This summer, I asked Tim McCormack, the former county commissioner who’s running for county executive, what he’d say to voters wary of electing someone who served in the old government.
“I think they’d get best of both worlds,” he replied: “Somebody who knows the government and somebody who has a good reputation.”
That argument won over the editors of the Sun papers. The suburban newspaper chain endorsed McCormack this week.
“At a time when honesty and experience are paramount in this election, Tim McCormack more than fills the bill,” they write.
The editorial dismisses Ed FitzGerald for accepting campaign contributions “tied to the old county regime” (without mentioning he’s gotten rid of most of them) and Matt Dolan for running “divisive” campaign ads. The Sun News admits McCormack isn’t well-funded, but says he “has something worth more than gold: his good name.”
When I interviewed McCormack, I thought he stood out in two ways. He’s the candidate most likely to pursue the ultimate step in regionalism: an actual merger of the city, suburbs, and county. “We can build a region if we unite,” he said at the City Club debate this week. “Pittsburgh has done so. It’s growing.” (Pittsburgh and Allegheny County haven’t merged, but they’re talking about it.)
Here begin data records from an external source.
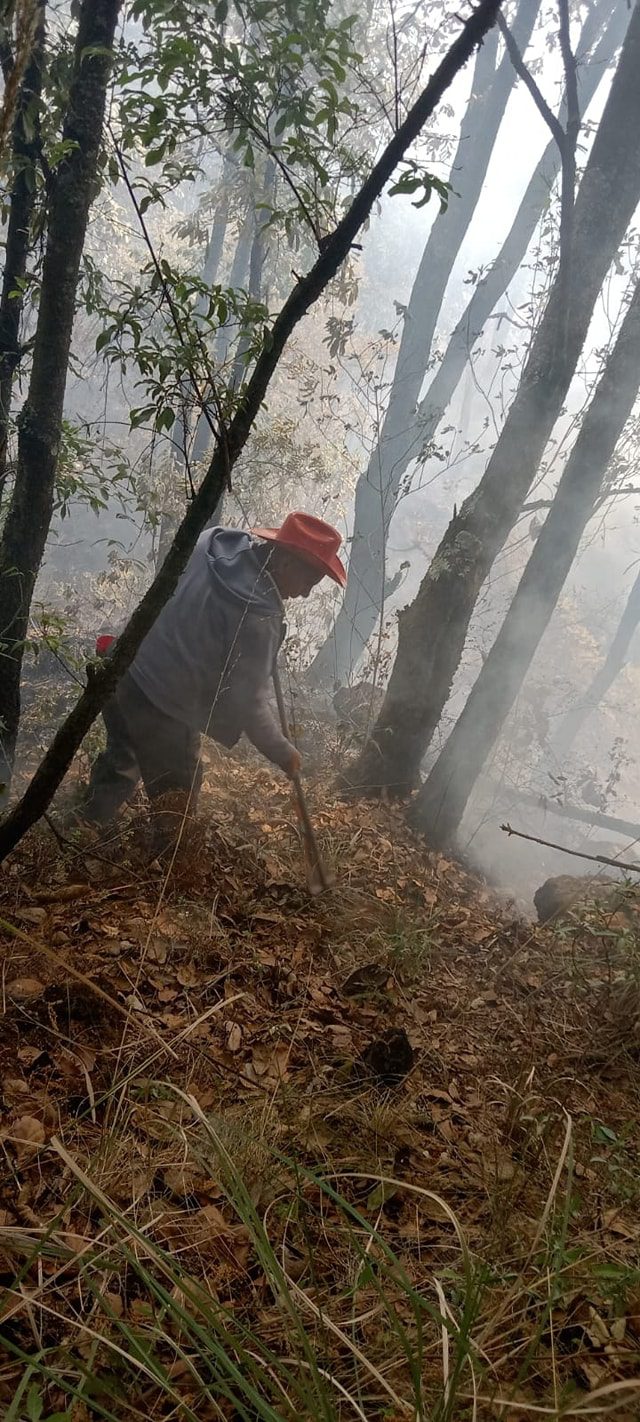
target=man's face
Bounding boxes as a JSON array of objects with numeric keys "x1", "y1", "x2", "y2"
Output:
[{"x1": 272, "y1": 550, "x2": 324, "y2": 599}]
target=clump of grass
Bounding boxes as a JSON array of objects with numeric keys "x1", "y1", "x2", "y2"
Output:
[{"x1": 0, "y1": 1082, "x2": 640, "y2": 1422}]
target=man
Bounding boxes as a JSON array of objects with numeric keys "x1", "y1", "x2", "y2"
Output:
[{"x1": 82, "y1": 513, "x2": 346, "y2": 833}]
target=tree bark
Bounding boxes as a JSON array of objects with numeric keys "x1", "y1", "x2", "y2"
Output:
[
  {"x1": 0, "y1": 0, "x2": 501, "y2": 862},
  {"x1": 155, "y1": 191, "x2": 229, "y2": 572},
  {"x1": 348, "y1": 4, "x2": 640, "y2": 795},
  {"x1": 553, "y1": 573, "x2": 640, "y2": 759},
  {"x1": 307, "y1": 3, "x2": 620, "y2": 685},
  {"x1": 307, "y1": 0, "x2": 539, "y2": 685},
  {"x1": 0, "y1": 0, "x2": 119, "y2": 776},
  {"x1": 410, "y1": 284, "x2": 640, "y2": 845},
  {"x1": 0, "y1": 0, "x2": 44, "y2": 502}
]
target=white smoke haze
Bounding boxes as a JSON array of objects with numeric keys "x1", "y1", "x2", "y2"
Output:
[{"x1": 5, "y1": 3, "x2": 640, "y2": 904}]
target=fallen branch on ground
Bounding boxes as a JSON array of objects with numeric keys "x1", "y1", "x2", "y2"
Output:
[{"x1": 501, "y1": 825, "x2": 640, "y2": 875}]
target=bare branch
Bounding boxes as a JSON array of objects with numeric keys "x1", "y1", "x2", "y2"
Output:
[
  {"x1": 558, "y1": 0, "x2": 580, "y2": 148},
  {"x1": 501, "y1": 825, "x2": 640, "y2": 875},
  {"x1": 498, "y1": 14, "x2": 565, "y2": 154}
]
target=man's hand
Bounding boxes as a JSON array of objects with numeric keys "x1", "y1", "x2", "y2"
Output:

He’s also the candidate who defends human services most passionately. With a budget briefing in hand, he complained hotly to me about cuts to county child-health programs. He did the same when a City Club questioner asked how to fight human-services cuts if budget-slashing Republican John Kasich is elected governor.
“I served with John Kasich,” McCormack replied. “I know him well. Should he succeed, what I would emphasize [is] -- people die. They will die without funding for these programs. The Help Me Grow program, visiting young women who are pregnant. The Early Childhood [program], the only chance most kids in Cleveland have. … Kids that drop out of school -- we need to heavily invest in those children or they won’t make it.”
This summer, I talked to people who saw McCormack as a short-tempered lone crusader when he was county commissioner. The Sun editors have heard that too. “If elected, we urge McCormack to temper his reported testy demeanor,” he says. McCormack agrees – he told me he’d have to set a “positive tone” as executive.
Reading the Sun editorial, though, and thinking about McCormack’s chances in the unusual six-way race, I wondered about a different scenario. What if McCormack doesn’t win, but pulls just enough liberal voters away from FitzGerald to help Dolan edge him out?
McCormack seems to dislike FitzGerald. He praised Dolan’s temperament during the City Club debate. So maybe that ending wouldn’t bother him too much.